CMS mysteriously did not include HCPCS code E0748, an electronic bone growth stimulator for long bones, which was added in 1995, to the list of 80 codes to be evaluated. This code is allowed $4,179 and $91,054,546 in claims was processed in 2011 as purchase, no claims processed as a rental, even though patients should be given the choice.
Even worse, an article in the Journal of Bone and Joint Surgery, dated November, 2008 discusses the outcomes from the use of this device:
“Conclusions: While our pooled analysis does not show a significant impact of electromagnetic stimulation on delayed unions or ununited long-bone fractures, methodological limitations and high between-study heterogeneity leave the impact of electromagnetic stimulation on fracture-healing uncertain.”
The average duration of medical need is less than six months for all bone growth stimulators and often used only a few weeks, and then you can find them on EBay — some advertised they were only used once! Both the electrical and ultrasonic bone growth stimulators are advertised to heal the patient in three to six months, less than the eight month average CMS used to justify placing the other more custom less expensive products for permanently disabled patients.
Questionable Efficacy
A recent article in JAMA states there is no clear benefit from using electrical stimulation as it is used with other modalities of care. Patient outcomes prove this fact. The manufacturers claim their bone stimulators are not reusable. This can justify billing as a purchase every time, which is not true, as other dealers are now cleaning and renting them back to patients as many insurances stopped paying as a purchase. But Medicare keeps paying more than $120 million per year for these devices as a purchase, as no patients are ever offered the rental option.

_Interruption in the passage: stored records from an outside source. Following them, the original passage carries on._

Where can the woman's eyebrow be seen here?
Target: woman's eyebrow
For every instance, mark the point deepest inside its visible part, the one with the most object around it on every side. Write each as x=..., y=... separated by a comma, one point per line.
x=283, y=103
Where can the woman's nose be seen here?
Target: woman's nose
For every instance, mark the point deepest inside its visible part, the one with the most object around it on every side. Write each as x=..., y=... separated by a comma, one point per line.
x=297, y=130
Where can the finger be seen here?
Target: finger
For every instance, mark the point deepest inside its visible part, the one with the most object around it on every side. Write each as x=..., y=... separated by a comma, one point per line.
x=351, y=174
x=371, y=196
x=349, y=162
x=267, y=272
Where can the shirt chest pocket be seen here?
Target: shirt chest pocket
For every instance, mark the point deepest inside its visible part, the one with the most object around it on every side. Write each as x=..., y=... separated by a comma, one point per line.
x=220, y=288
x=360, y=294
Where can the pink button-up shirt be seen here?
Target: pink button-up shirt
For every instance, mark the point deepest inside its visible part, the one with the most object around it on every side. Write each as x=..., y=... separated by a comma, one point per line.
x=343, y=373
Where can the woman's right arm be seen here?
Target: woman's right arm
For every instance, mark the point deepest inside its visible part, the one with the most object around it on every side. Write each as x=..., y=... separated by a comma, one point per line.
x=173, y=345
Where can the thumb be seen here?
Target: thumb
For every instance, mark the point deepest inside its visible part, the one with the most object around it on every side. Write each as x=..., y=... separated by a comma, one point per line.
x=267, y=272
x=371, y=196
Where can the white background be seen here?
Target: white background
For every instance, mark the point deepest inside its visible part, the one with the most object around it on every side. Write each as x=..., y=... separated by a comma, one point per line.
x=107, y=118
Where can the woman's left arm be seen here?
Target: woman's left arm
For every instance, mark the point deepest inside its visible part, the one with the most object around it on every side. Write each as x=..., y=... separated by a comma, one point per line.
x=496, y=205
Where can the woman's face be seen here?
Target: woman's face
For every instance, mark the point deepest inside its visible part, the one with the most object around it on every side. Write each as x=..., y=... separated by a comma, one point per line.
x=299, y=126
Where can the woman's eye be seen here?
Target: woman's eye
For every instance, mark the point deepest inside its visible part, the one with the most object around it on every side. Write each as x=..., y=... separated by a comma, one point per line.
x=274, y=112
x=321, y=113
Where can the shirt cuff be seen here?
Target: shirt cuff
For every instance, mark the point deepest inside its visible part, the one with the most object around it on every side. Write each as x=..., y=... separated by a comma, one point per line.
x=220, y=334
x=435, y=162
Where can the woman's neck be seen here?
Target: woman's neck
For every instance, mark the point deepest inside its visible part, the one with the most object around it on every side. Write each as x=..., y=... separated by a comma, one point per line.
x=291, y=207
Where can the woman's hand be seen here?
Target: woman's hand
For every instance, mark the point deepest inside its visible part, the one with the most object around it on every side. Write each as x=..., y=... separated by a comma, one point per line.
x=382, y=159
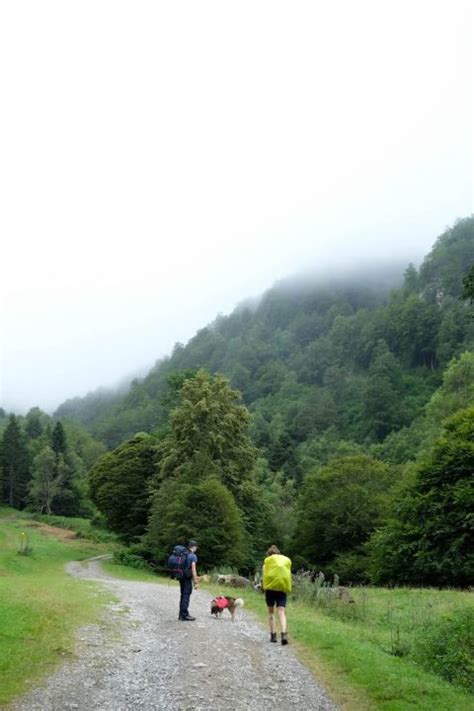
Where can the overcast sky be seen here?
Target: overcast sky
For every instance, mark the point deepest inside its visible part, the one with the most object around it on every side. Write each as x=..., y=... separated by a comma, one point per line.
x=162, y=161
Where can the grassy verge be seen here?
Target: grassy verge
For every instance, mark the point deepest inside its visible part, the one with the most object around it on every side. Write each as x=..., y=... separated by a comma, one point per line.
x=354, y=655
x=40, y=605
x=125, y=572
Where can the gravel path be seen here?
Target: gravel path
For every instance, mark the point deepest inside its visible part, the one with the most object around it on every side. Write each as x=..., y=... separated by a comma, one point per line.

Upon inquiring directly to Joel Kaiser, he writes:
“The supplier standards require the supplier to inform the beneficiary that certain items are paid for on either a purchase or rental basis, but the supplier is not mandated to furnish both the purchase or rental option. The statute mandates payment for some items on a purchase or rental basis but does not mandate that suppliers make both options available. The supplier standard ensures that beneficiaries are informed that they can seek out another supplier if they want to obtain the item on a purchase ore rental basis and the supplier only offers the option they do not prefer. Of course, there is no guarantee that they will find a supplier that provides the item on either a purchase or rental basis if the industry as a whole does not furnish the item one way or the other.”
His reply is in direct conflict with the paper manual and current DME MAC manuals which state:
2100. DURABLE MEDICAL EQUIPMENT – GENERAL
Expenses incurred by a beneficiary for the rental or purchase of durable medical equipment (DME) is reimbursable if the following three requirements are met. The decision whether to rent or purchase an item of equipment resides with the beneficiary.
Does this mean CMS will allow an industry to determine their own payment policies? The manufacturers of bone stimulators are making the decision for the beneficiary if they do not offer the rental option, in direct violation of the statute. These products are reimbursed more than all the other 78 items on the list put together, and are not custom, but reusable. Bone stimulators are allowed to be billed for longer than their duration of medical necessity and have questionable outcomes.
This decision demonstrates selective rulemaking, which is unfair and costly in a time of austerity. Meanwhile, the four manufacturers of bone growth stimulators are happy and merry. How do you feel?